Where God Was Born Read online




  WHERE GOD

  WAS BORN

  WHERE GOD

  WAS BORN

  A JOURNEY BY LAND TO

  THE ROOTS OF RELIGION

  BRUCE FEILER

  For Linda

  who gives me the courage to go forth

  and the reason to come home

  He has shown you, O man, what is good,

  And what the Lord requires of you:

  Only to do justice

  And to love goodness,

  And to walk humbly with your God.

  —MICAH 6:8

  CONTENTS

  Introduction

  Be Strong and Very Courageous

  BOOK I

  Land

  1 Man of Blood

  2 Your Throne Shall Be Established Forever

  3 The House of the Lord

  BOOK II

  Exile

  1 In the Garden of Eden

  2 Come, Let Us Build Us a City

  3 By the Rivers of Babylon

  4 City of Peace

  5 A Future with Hope

  BOOK III

  Diaspora

  1 Let There Be Light

  2 His Anointed One

  3 A Crown of Beauty

  Conclusion

  With Gladness and Joy

  O Give Thanks

  Words of Peace and Truth

  Index

  About the Author

  Books by Bruce Feiler

  Credits

  Copyright

  About the Publisher

  INTRODUCTION

  BE STRONG AND VERY

  COURAGEOUS

  I feel the tension before I know its source. My legs begin to quiver, then shake. Soon my whole body is quaking with vibration, or is it fear? Up above, the whir begins to build into a thudding bass beat. Cold air blows through the cracks and up my spine. I’m shivering. My feet are trembling. “Are you ready?” The sound in my ears is crackling, and a bit wicked. I nod. Within seconds the shaking becomes overwhelming, the thumping dense, and the pull so strong it seems ready to suck my head off.

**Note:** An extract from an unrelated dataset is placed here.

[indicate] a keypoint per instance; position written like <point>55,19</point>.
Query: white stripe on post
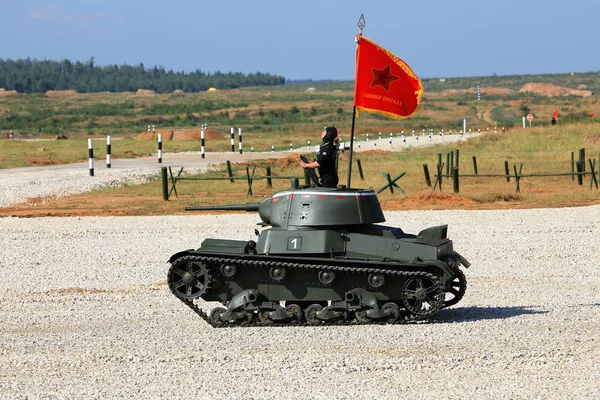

I feel as if I’m in a full-body migraine. And then, just as suddenly, quiet. The sound dissolves, my body relaxes. I’m in the air, in a war. I’m at peace.

  The helicopter pauses for a second, then accelerates into a gentle glide. Down below, the landing pad disappears, and rows of orange and avocado trees poke up toward the sky. I see the hairs on a donkey’s ears. Our nose is tipped, we’re flying, yet we’re not moving very quickly. Lifting off in a helicopter is like drifting off to sleep: You leave one realm and shift into another; the features seem dreamily unfamiliar; you want to touch what you see, but you can’t.

  We bank toward the Mediterranean. Voices in my headphones interrupt: “This is the Air Force. Identify yourself! Do you have permission to be here?” Boaz, the pilot, smiles. He’s anticipated this. He’s flown in every war the State of Israel has fought for the previous thirty years. When I asked him what his most dangerous mission was, he thought for a second, then replied, “I once flew seven and a half hours from Israel into enemy territory on a secret mission.” I raised my eyebrows; that’s halfway to Iran, or Libya.

  “Were you part of the mission that destroyed the nuclear plant in Iraq?”

  He smiled. “Let’s just say I was in the Middle East.”

  Boaz replied to air traffic control with a mixture of authority and evasion. We did have permission, garnered over the preceding six months, from three government agencies. The night before a suicide bomber had killed seven soldiers in Tel Aviv, and the Israeli Defense Forces (IDF) rescinded its green light. Boaz had to scramble to find a general to overturn the decision. This morning, after we boarded the McDonnell Douglas MD-500, storm clouds descended, limiting visibility above one thousand feet. We were forced to cancel. An hour later, visibility lifted. “There are always risks with flying,” Boaz said. We dashed to the landing pad.

  Weather was the least of our risks. War was raging—between the Israelis and the Palestinians, between a fragile coalition and Iraq, between the pluralist West and Islamic extremism. Ripples were reverberating around the globe—in Iran, Saudi Arabia, Yemen, Kenya, Morocco, Indonesia, and, yes, the United States. The Cradle of Civilization—the tiny, fertile crescent of land that stretches from Mesopotamia to North Africa—had once more seized control of the world’s destiny, and the future of civilization seemed to be at stake.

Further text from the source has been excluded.